Sebastian's pose screams, "just photoshop everyone else out and my senior portrait is all set to slay"
I think I've finally found a small army of allergy fighting soldiers that when combined just right I can handle short outdoor excursions with my human troops. Not pictured: mom photographer in low key hazmat suit. You think I'm kidding.
Anyway.
The polite and thoughtful thing to do would be to just breeze right over the little stomach bug that rocked our world last week but ... I can't. It felt like all of my friends had dealt with the bug in the weeks and months prior and I'd been waiting for it to hit us too and when it ... didn't I thought maybe I had the warm weather and lack of cabin fever to thank. LOL. It was an uncharacteristically optimistic thought, I know. It was actually mercifully swift and since it worked it's way up directly from youngest to oldest Simon and I (youngest spouse first!) were last to be hit. Except that we weren't! Brit had talked about how her family has had great success taking this activated charcoal in the hopes of avoiding a bug that had already descended on her family and it came in the mail after the kids were sick but the parents took it anyway and ... we lucked out. Or it works. All the praise hands for Brit. And the charcoal.
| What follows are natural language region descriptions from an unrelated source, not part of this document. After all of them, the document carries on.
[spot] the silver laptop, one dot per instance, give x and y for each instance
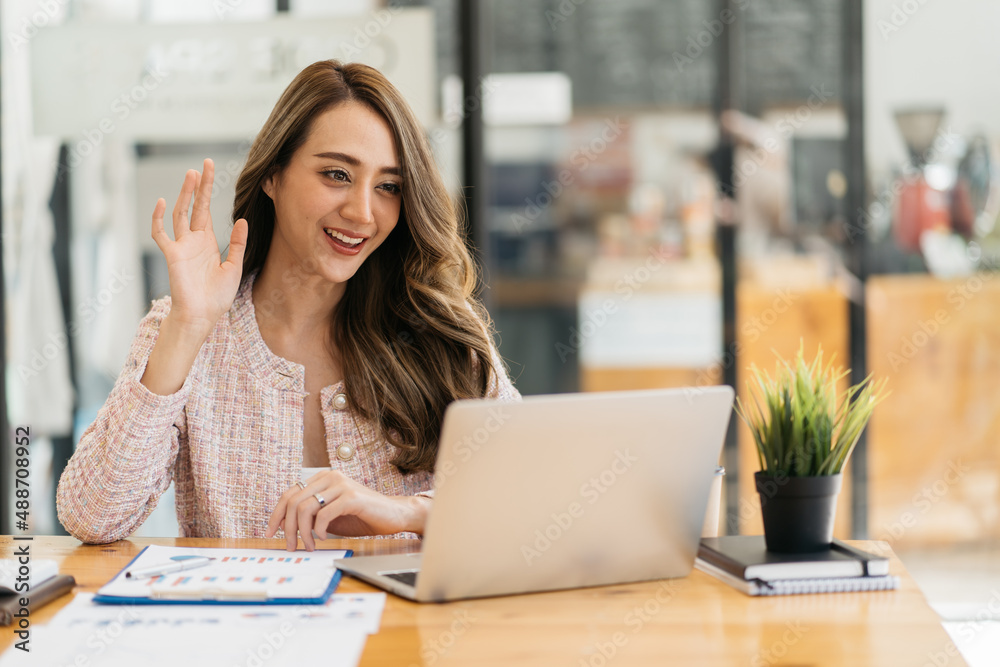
(562, 491)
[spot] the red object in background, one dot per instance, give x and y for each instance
(919, 207)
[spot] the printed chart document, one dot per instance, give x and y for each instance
(84, 633)
(234, 576)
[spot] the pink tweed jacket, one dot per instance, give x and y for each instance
(230, 439)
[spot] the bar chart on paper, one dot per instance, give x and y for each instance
(233, 575)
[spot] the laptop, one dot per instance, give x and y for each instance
(562, 491)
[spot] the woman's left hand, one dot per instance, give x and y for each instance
(349, 509)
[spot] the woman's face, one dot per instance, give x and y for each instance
(339, 197)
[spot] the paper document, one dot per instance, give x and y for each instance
(234, 575)
(84, 633)
(356, 611)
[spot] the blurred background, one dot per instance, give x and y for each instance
(659, 193)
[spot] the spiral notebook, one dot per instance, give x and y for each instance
(886, 582)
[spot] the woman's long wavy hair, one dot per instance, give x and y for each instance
(410, 336)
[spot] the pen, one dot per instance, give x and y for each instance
(186, 563)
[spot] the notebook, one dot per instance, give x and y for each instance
(757, 587)
(563, 491)
(747, 557)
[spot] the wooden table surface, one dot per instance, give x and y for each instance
(691, 621)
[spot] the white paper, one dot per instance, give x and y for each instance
(233, 573)
(223, 645)
(356, 611)
(85, 633)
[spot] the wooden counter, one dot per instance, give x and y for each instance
(691, 621)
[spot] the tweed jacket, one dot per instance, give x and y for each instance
(230, 439)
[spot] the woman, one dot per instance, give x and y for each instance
(334, 335)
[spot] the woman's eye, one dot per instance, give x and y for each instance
(337, 174)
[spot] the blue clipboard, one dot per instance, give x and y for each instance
(321, 599)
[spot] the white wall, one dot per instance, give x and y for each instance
(927, 53)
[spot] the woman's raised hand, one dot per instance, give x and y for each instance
(202, 286)
(348, 509)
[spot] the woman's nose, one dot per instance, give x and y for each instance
(358, 206)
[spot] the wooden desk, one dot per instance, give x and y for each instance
(692, 621)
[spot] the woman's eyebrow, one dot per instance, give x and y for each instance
(354, 162)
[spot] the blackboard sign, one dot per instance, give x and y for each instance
(658, 53)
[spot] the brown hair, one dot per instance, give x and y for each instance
(411, 336)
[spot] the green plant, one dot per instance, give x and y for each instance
(801, 430)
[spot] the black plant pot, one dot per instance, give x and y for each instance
(798, 512)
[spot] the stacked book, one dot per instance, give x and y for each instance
(743, 562)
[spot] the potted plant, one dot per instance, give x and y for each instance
(804, 436)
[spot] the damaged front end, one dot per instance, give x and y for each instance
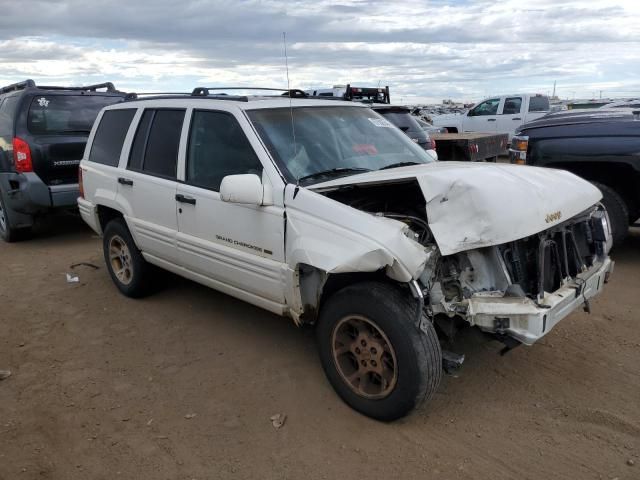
(517, 290)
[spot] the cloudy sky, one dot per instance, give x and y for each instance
(424, 50)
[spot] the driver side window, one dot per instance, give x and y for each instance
(488, 107)
(218, 147)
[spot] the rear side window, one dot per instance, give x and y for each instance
(54, 114)
(512, 105)
(109, 137)
(539, 104)
(155, 146)
(7, 111)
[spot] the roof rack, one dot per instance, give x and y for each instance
(18, 86)
(31, 84)
(372, 95)
(88, 88)
(216, 93)
(206, 91)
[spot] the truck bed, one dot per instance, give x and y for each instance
(470, 146)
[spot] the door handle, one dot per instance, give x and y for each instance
(183, 199)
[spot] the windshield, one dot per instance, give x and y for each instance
(336, 140)
(52, 114)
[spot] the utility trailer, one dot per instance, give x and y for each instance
(470, 146)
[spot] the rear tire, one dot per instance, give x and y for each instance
(128, 269)
(374, 355)
(8, 232)
(618, 213)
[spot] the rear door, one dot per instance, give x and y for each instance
(483, 117)
(56, 127)
(147, 187)
(510, 116)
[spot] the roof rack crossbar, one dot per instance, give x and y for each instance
(90, 88)
(294, 92)
(18, 86)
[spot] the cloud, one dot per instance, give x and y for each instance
(434, 49)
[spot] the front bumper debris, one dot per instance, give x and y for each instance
(527, 321)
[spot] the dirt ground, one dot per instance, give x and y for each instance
(182, 385)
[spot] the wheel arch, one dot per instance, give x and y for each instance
(316, 286)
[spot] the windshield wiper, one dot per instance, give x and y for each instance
(400, 164)
(334, 172)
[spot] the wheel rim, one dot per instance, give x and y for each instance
(364, 357)
(120, 260)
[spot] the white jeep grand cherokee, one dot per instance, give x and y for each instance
(324, 212)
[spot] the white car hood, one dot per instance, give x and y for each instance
(474, 205)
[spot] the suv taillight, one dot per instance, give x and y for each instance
(80, 182)
(22, 156)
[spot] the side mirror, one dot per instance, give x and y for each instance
(246, 189)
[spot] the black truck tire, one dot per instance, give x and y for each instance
(374, 355)
(618, 213)
(127, 267)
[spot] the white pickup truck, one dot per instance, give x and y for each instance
(499, 114)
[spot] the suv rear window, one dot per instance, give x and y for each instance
(53, 114)
(539, 104)
(109, 137)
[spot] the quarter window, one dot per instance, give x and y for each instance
(155, 146)
(218, 147)
(539, 104)
(109, 137)
(512, 106)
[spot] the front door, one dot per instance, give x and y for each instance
(148, 185)
(483, 117)
(239, 248)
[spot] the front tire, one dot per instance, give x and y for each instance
(618, 213)
(128, 269)
(374, 355)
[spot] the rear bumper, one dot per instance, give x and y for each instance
(527, 322)
(26, 193)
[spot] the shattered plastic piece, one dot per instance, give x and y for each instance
(278, 420)
(72, 278)
(84, 264)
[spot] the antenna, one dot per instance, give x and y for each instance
(286, 64)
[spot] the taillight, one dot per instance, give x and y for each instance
(22, 156)
(80, 183)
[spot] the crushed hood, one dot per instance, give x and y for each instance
(474, 205)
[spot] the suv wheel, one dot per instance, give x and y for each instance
(128, 269)
(373, 353)
(8, 232)
(618, 213)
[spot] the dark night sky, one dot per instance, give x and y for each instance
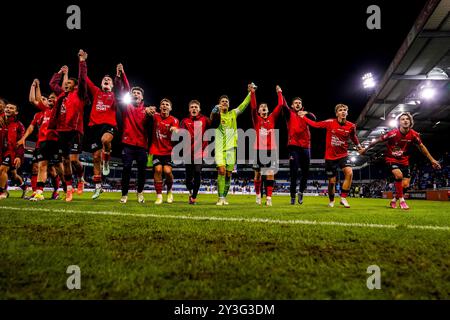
(199, 51)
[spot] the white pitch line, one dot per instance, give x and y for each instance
(250, 220)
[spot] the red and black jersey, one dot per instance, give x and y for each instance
(298, 130)
(44, 133)
(398, 145)
(161, 138)
(135, 121)
(265, 128)
(68, 110)
(13, 133)
(196, 126)
(337, 137)
(2, 132)
(104, 106)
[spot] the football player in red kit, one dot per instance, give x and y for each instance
(196, 124)
(161, 149)
(102, 126)
(339, 131)
(265, 144)
(67, 120)
(12, 155)
(397, 159)
(43, 104)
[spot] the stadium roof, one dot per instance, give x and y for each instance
(423, 60)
It's both fun and funny watching your kids grow up and see little flecks of parental personality shine bright and unmistakeable every now and again. For example: one child fell ill in the middle of the night, gently woke me up by tapping on my shoulder and saying, "excuse me, Mom but there was a little spit up by my bed but I cleaned it up" and trotted back to his chamber. This child takes very much after Simon. And another child got sick shortly after the other and screamed the loudest most earth shattering and blood curdling scream about the situation and declared multiple times, "this is the worst day of my LIFE" the next day. This child takes very much after Grace. God has a great sense of humor. A great sense of humor indeed.
Third and final paragraph about the minute long plague. At one point one child was sick with no appropriate receptacle to be found anywhere around us and so I asked someone else to run and grab a bowl. They came proudly bounding back with this:
a wildly useful colander.
I'm done. Really.
A photo of Bosco to cleanse your palate ...
In other news, we finally put a hook and eye HIGH up outside the kids' bathroom door to keep one certain almost-two-year-old off the premises and out of the sink that she loves to plug and flood.
Completely unfazed, she redirected her efforts to her parents bathroom and her moms brand new bottle of badly needed (32 going on 16 ... yee to the haw) concealer.
The best part of the situation is that she looked my in the eye, legs completly covered in a lovely shade of Natural by Neutrogena, and answered, "nope" without blinking when I ask if she made the mess.
We now lock our door as well. Fool us once ... we'll figure it out one of these kids.
We'll end things on a cheery note. I was bathing the kids on Sunday night (or 1/2 watching 1/2 reading a book I've been waiting to come off the hold list f-o-r-e-v-e-r judge me good) on my phone when I had to quickly snatch a toppling Bosco out before he fell face first into the water. You know how this ends. My phone fell to a watery but temporary grave as I'm telling myself that in the spirit of the Resurrection ... it came back to life. I just turned it off and didn't touch it for a long time. I don't think my complicated and calculated phone-saving tactics mattered (we didn't have rice on hand) but ... I should probably just put bite the waterproof case bullet.
Life is a dangerous highway, after all.